The Interactions Between Genes in
Limb Development

     The sequence of events that begins with a simple collection of cells in an early embryo and ends with a fully formed leg or wing is a complicated one involving multiple signalling cascades, including numurous gene families such as: the Hox gene family, FGF's, the T-Box genes, and genes involved in AER and ZPA formation.

     As stated before (see early limb development), the AER is formed from the convergence of dorsal ectoderm, including the somites and lateral plate, which solely expresses En-1, and the ventral ectoderm containing the r-Fng gene. It turns out that the interplay between these two genes determines the exact position where the AER forms, that is, the boundary line between the r-Fng expressing cells and the non-r-Fng expressing cells. The mode by which this is achieved is similar to the way the main body pattern is laid out in that the En-1 represses the expression of r-Fng, thus forming a sharp boundary between the dorsal (r-Fng cells) and ventral (non-r-Fng cells) ectoderm (Johnson and Tabin 1997, and Logan et al 1998).

     In addition, the En-1 gene is also involved in functioning as a ventral regulator influencing dorsal/ventral patterning. It seems (Johnson and Tabin 1997) that En-1 act to repress the expression of the dorsally expressed Wnt-7a ventrally such that, in turn, Wnt-7a can confine the expression of the LIM-homeodomain protein Lmx-1 to the dorsal mesenchyme. Then, by some unknown mode of action, Lmx-1 instructs dorsal patterning in limb bud mesenchyme.

Figure 1. Genetic interactions involved in the formation of the AER on the dorsal/ventral ridge (left pathway) and in determination of the dorsal pattern (right pathway), (Johnson and Tabin 1997).

     In addition, the Wnt-1 gene along with two other gene groups, BMP and FGF, are intrinsically linked to the T-Box genes (Rogriguez-Esteban et al 1999) such that all three gene transcripts were down regulated when either T-Box gene was ectopically misexpressed. Conversly, when, for example, the gene BMP was artificially expressed in leg bud fields, the appearance of Tbx5 was observed some time later; when the expression of BMP was blocked, the appearance of Tbx5 transcripts were diminished.

     As mentioned before (see the T-Box genes), the group of FGF factors, most noteably FGF-8 and FGF-10, are closely involved with the T-Box genes in influencing limb development. As observed by Johnson and Tabin (1997) and Logan et al (1998), the gene FGF-8 was deemed an excellent 'candidate' for playing a part in limb bud initiation as it is localized in intermediate mesoderm at the fore and hind-limb levels prior to limb bud formation. In the same aspect, it was shown that FGF-8 when introduced ectopically can initiate an entire new program of development.

     However, it was later found by Gibson-Brown (1998) that FGF-8 merely acts in a relay, initiating a second set of signals starting with FGF-10.

     It was shown by Gibson-Brown (1998) that the Hox genes and the T-Box genes interact to influence skeletal patterning. Through observations of gene transcript expression, a pattern was observed such that:

• Rostal buds which had maximally expressed Tbx5 and minimally expressed Tbx4 transcripts developed a characteristic wing phenotype
• Mid-Flank buds which had both T-Box genes expressed equally developed a mosaic bud of leg and wing
• Caudal bud which had minimally expressed Tbx5 and maximally expressed Tbx4 transcripts developed a characteristic leg phenotype

     To summarize, regions that expressed Tbx5 develop wing digits and feathers whereas regions which express Tbx4 develop toes and scales. It is thought that this patterning is controlled by members of the Hox code being expressed at different times during development.

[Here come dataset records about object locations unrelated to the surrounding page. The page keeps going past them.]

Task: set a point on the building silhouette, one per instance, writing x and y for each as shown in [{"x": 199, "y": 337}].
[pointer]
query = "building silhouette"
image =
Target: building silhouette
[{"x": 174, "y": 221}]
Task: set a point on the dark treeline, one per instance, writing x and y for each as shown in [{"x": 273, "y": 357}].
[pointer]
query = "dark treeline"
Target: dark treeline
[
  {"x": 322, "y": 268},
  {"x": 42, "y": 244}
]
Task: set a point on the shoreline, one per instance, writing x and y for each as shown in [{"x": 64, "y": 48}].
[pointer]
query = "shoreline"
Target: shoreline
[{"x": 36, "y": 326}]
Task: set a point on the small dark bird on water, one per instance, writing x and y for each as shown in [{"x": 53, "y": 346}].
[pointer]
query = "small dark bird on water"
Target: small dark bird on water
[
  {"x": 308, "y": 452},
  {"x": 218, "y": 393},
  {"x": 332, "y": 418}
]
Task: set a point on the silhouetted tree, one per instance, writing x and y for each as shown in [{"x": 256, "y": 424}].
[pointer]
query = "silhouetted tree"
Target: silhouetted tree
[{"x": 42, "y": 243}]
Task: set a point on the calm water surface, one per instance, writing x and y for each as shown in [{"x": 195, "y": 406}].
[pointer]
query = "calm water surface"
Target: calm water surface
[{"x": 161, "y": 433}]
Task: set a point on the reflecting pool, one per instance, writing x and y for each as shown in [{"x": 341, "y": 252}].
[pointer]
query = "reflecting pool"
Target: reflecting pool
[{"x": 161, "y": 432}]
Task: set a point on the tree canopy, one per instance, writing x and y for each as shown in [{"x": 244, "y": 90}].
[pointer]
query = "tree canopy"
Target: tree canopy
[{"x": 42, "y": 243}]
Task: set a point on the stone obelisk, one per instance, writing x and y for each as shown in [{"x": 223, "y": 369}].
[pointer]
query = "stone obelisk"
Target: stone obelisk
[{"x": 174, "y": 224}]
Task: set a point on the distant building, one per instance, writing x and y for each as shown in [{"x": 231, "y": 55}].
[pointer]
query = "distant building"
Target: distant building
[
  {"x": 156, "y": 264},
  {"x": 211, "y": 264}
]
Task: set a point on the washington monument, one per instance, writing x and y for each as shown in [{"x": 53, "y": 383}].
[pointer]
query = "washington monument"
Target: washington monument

Figure 2. Flow chart summarizing the interactions between genes involving in limb identification and outgrowth (Gibson-Brown et al 1998). The vertical bar on the left side depicts the somite level (SO), the intermediate section depicts the interactions of signals in the lateral plate mesoderm (LPM), and the right hand side refers to actions in the ectoderm (ECT).

     The individual T-Box genes themselves interact with one another, such that cross talk between Tbx5 and Tbx4 allow for autoregulation within the promoter of the specific T-Box genes, such that Tbx5 can supress Tbx4 in wing fields and vice versa. In addition, Rodriguez-Esteban et al (1999) hypothesized that since the T-Box gene products bind the DNA as homeodimers, the ectopic expression of another T-Box gene within the same limb field may cause the formation of heterodimers between the endogenous and ectopic proteins. This in turn could inactivate the endogenous proteins, preventing DNA bindng and activation of downstream targets.

     Thus as it can be seen, the T-Box genes, Wnt, BMP, and members of the FGF's, Hox genes, and AER/ZPA systems form an intricate web of signalling patterns and feedback loops, most of which is still unknown.